男が男を求める行為は濃密です、男と女にはあまりしない行為も当たり前のように交わされる、口を使い合いうのは口づけだけじゃない、口と唇と喉奥まで使って性を受けるし互いの性器を合わせて扱く、精液も口にするし飲むこともする。
そして少し場所はズレるが挿入も行う。
膣はあるが子宮は無い、それだけが悲しい。
着るものが変わった、下は身体の線がわかるぴったりサイズばかりになって逆に上は胸があるかのようにふんわり着るものが好きになって、下着だけは男物をやめた。

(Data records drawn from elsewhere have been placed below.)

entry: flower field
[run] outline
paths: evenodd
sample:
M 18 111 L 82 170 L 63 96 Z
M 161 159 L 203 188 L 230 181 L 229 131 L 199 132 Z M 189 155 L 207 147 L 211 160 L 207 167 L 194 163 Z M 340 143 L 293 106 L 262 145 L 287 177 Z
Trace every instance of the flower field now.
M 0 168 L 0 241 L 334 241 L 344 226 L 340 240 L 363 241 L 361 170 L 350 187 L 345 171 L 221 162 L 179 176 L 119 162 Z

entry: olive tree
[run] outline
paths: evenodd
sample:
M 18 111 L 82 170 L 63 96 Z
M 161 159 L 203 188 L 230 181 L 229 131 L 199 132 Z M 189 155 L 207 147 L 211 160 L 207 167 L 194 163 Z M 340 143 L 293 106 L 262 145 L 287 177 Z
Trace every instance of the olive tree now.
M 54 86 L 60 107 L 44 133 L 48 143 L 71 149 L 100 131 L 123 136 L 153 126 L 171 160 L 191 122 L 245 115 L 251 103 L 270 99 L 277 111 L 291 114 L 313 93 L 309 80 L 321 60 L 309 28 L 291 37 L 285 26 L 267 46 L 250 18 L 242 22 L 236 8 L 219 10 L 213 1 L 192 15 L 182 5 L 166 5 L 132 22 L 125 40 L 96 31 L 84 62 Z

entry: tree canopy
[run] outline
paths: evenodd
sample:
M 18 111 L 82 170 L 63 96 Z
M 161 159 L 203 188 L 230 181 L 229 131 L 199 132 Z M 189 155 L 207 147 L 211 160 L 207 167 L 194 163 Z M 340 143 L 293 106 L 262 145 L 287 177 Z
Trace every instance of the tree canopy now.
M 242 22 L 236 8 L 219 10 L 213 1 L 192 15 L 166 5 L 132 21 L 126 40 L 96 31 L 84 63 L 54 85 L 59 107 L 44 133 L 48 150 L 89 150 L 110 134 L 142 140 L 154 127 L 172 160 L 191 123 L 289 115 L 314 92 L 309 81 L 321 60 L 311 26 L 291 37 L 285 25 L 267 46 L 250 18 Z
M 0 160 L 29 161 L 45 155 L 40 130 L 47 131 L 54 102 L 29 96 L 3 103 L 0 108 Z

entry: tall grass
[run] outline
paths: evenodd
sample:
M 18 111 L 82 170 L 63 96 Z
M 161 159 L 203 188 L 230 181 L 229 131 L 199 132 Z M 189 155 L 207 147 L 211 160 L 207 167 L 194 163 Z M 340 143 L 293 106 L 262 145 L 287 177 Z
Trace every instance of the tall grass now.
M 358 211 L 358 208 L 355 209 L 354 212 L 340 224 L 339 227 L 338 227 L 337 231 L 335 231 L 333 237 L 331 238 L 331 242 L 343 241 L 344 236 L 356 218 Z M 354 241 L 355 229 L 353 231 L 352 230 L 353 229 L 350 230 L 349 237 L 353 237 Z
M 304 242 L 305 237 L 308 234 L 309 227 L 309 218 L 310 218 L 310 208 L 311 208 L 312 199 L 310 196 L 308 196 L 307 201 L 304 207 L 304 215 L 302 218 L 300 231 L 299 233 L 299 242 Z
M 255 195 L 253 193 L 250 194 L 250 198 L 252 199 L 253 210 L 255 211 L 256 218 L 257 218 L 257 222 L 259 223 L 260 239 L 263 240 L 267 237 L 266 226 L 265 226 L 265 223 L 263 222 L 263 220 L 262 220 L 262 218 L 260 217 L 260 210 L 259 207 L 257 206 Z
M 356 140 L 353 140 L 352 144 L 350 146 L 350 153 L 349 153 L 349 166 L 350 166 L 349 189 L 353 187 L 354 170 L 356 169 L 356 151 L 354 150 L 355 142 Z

言葉遣い、仕草、柔らかくなっている、男言葉も使うが女の子の使う男言葉に自分で聞こえる。
男と男、男色と言う言葉を教えられて検索してみた。
随分古くからあることなのですねぇ、それなのに秘めたるが恋のまま、ある意味隠花植物みたいで不本意。
でも男同士が恋をして男同士が性を交じらす、男同士が夫婦のように生活を共にする、自分達には全然不思議なことじゃない。
私、彼の体が綺麗に思えます、綺麗だし親しみ易くて落ち着きます。
性の営みがある、それを男色というのなら男色って素敵な言葉ですね。